The ensemble we have come to regard as our very own, The Benyounes String Quartet, gave a concert of the highest quality (a recital of Russian music including the Shostakovich Piano Quintet) in Ambleside Church in March 2012. To our delight, and despite their increasingly high profile, the quartet regards the annual Rothay Manor concert as one of their favourite events and they will be back for this holiday. Their illustrative concert will contain music which forms an important part of our studies.
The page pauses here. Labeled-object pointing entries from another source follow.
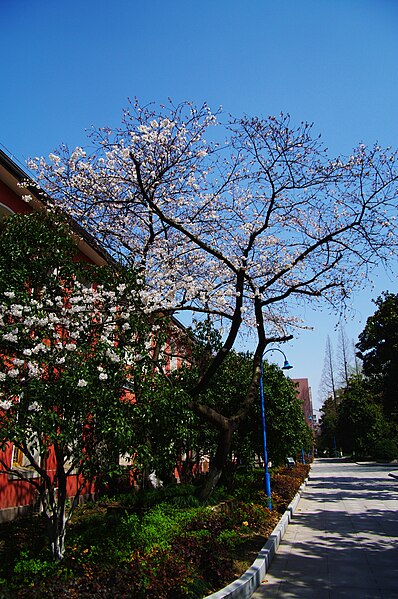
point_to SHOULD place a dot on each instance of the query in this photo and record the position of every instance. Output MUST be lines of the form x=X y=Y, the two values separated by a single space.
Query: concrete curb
x=244 y=587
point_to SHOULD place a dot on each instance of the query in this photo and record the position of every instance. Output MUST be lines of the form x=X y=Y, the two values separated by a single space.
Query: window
x=5 y=211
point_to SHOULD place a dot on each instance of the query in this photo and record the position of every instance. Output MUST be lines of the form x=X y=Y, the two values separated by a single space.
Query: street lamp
x=267 y=479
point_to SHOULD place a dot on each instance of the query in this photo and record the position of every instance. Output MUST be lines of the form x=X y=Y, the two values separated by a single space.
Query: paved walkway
x=342 y=542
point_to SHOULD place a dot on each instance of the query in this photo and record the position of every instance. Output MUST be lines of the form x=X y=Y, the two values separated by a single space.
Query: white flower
x=10 y=337
x=5 y=405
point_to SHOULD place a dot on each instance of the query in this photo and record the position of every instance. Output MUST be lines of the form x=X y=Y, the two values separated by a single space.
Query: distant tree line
x=360 y=411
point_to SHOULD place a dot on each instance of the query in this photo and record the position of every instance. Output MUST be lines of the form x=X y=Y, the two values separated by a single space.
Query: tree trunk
x=218 y=462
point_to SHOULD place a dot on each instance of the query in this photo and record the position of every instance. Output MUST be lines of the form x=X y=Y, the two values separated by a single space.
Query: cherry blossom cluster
x=210 y=209
x=57 y=336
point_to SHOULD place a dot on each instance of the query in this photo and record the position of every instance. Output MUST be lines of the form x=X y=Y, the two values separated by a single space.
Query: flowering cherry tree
x=245 y=220
x=67 y=348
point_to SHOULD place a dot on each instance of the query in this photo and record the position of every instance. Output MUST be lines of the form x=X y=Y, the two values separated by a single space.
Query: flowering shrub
x=67 y=348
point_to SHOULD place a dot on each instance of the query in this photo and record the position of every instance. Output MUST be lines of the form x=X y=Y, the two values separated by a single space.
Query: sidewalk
x=343 y=540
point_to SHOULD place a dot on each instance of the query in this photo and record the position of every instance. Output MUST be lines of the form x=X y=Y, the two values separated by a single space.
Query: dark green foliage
x=378 y=347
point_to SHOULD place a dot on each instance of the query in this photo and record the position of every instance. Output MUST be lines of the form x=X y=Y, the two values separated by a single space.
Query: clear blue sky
x=67 y=65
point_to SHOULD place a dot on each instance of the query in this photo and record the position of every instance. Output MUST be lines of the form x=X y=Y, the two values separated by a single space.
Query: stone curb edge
x=244 y=587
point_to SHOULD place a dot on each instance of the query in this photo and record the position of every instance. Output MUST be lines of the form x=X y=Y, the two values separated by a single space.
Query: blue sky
x=67 y=65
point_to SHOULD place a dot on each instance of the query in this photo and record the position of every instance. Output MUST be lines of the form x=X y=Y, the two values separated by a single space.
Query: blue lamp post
x=267 y=479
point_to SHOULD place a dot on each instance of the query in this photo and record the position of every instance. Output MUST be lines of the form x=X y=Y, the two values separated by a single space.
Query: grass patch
x=160 y=544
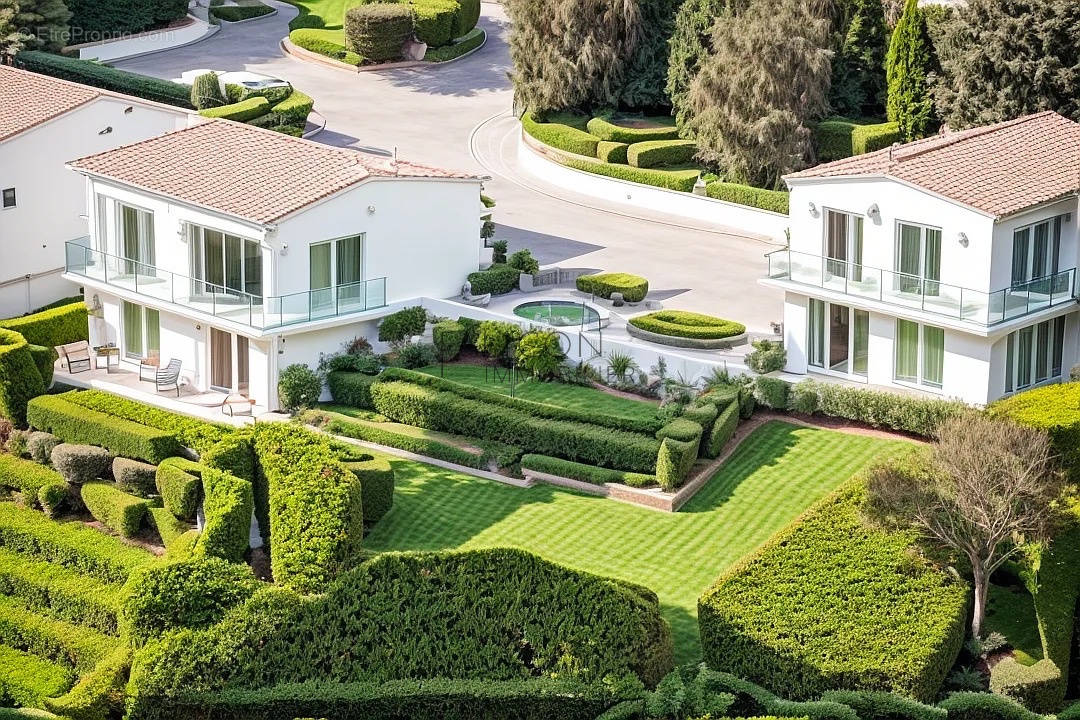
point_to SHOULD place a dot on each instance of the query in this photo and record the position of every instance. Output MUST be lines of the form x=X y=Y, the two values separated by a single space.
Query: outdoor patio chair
x=75 y=356
x=167 y=377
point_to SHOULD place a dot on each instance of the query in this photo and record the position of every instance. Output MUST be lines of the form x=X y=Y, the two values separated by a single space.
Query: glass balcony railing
x=261 y=312
x=912 y=291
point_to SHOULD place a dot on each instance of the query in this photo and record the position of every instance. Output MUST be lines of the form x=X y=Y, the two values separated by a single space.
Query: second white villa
x=238 y=250
x=944 y=266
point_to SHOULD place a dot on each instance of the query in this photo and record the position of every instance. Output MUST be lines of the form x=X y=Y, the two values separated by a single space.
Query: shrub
x=72 y=423
x=188 y=594
x=314 y=40
x=607 y=131
x=725 y=426
x=633 y=287
x=1039 y=688
x=611 y=152
x=113 y=507
x=427 y=407
x=314 y=506
x=206 y=92
x=228 y=505
x=298 y=386
x=241 y=111
x=19 y=379
x=682 y=324
x=774 y=201
x=876 y=616
x=771 y=393
x=377 y=31
x=80 y=463
x=524 y=262
x=377 y=486
x=352 y=389
x=497 y=280
x=563 y=137
x=40 y=446
x=444 y=612
x=447 y=337
x=402 y=325
x=134 y=476
x=106 y=78
x=178 y=487
x=655 y=153
x=577 y=471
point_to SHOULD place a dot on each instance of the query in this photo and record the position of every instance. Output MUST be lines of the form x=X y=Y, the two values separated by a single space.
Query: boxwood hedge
x=831 y=603
x=480 y=614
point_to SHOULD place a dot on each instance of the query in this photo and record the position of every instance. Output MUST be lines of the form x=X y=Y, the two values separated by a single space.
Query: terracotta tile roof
x=999 y=170
x=243 y=171
x=28 y=99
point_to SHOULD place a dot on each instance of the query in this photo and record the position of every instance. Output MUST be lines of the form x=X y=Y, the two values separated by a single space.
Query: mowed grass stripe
x=774 y=475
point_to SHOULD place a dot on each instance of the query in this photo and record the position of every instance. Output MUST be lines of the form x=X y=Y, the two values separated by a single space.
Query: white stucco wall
x=51 y=199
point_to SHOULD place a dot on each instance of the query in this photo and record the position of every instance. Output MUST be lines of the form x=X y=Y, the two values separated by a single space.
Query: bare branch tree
x=987 y=488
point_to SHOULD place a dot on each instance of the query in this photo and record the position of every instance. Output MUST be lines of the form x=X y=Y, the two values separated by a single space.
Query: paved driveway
x=458 y=116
The Hotel was once again full for the Spring Music Week of 2012. The majority of the Music guests are ‘regulars’ who have formed enduring friendships over the years - a highly sociable group which welcomes and quickly absorbs newcomers, who may confidently look forward to a lively and laughter-filled week. My talks are aimed at the ‘cultivated amateur’, and guests require no special musical skills - though musical extracts will be projected and played in most of the sessions.
All prices are per person for the 5 night holiday and include full English breakfast, 3-course Dinner and VAT @ 20%.
A deposit of £150 per person is required for the holidays, which is non-refundable unless the room is subsequently relet; cancellation insurance is available.
Geoffrey Keating (M.A. Oxon, A.R.C.M.) who read for his degree in music at Oxford, took early retirement from Millfield School in Somerset after 17 years as its Director of Music, and now lives in Gatehouse of Fleet, where he is church organist, jazz pianist, conductor of the Solway Sinfonia, lecturer with the Glasgow University of Adult Education, and freelance photographer.
The piano is his first instrument, but he has played French horn and bassoon in orchestras and ensembles, and has wide experience as a choral conductor and singer.